Minister przedstawił też cały ciąg zdarzeń. Pierwsze informacje o nieprawidłowościach pojawiły się 27 czerwca. – Informacje o tym, że mogło dojść do złamania prawa, otrzymałem po rozmowie telefonicznej z moim zastępcą, jednym z wiceministrów. We wtorek (28 czerwca) otrzymałem dokumenty, z których wynikało, że nie jest dobrze. Jeden z moich współpracowników odwoływał się, że czeka jeszcze na audyt, który powinien potwierdzić, że mogło dojść do nieprawidłowości. Nie mając tego audytu, po dwóch dniach poleciłem przygotowanie zawiadomienia do prokuratury. Trwało to w sumie dziewięć dni – wyliczał minister Andrzej Adamczyk.
Mimo tych zastrzeżeń, Senus Group otrzymał niemal całe należne wynagrodzenie. – Wykonano jeden przelew na przełomie lipca i sierpnia. Wydałem zakaz prezesowi PKP SA [dalszych przelewów] – mówił Adamczyk. Zakaz ten nie był jednak respektowany. – Prezes – czy cały zarząd – podjął decyzję i wypłacono praktycznie całą kwotę, bez 30 tys. zł. Pomimo zakazu, były więc kolejne transakcje – wskazywał Adamczyk. – Wszystkie działania, które są wymagane, zostały spełnione. Co najmniej jest mi bardzo przykro, że prezes PKP SA złamał zobowiązanie, które na niego nałożyłem. To będzie tematem osobnego postępowania – mówił Andrzej Adamczyk.

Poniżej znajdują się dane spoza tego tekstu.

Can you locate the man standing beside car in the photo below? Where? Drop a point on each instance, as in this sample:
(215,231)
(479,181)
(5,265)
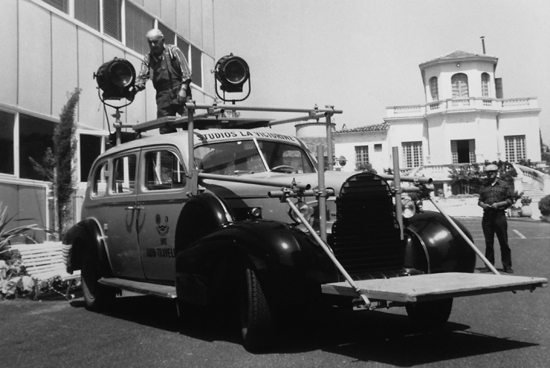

Przy okazji minister podkreślił, że dołożono wszelkich starań, by Światowe Dni Młodzieży przebiegły bezpiecznie. – Wszystkie służby państwowe, w tym Straż Ochrony Kolei i kolejarzy, pracowali nad utrzymaniem wysokiego poziomu bezpieczeństwa tego wydarzenia. Żadna ze służb nie dopuściła się żadnych działań niezgodnych z prawem, które mogłyby wpłynąć na obniżenie poziomu bezpieczeństwa – przekonywał minister Adamczyk.
Jego zdaniem sprawa Senus Group stanowiła wyjątek i w innych sprawach, związanych chociażby z procesem inwestycyjnym, do nieprawidłowości nie dochodzi. – W obszarze inwestycji kolejowych dbamy o to, by utrzymać jak najwyższy poziom przejrzystości, transparentności i zgodności z obowiązującymi procedurami, jeżeli chodzi o zlecenia na inwestycje kolejowe – wskazał Adamczyk.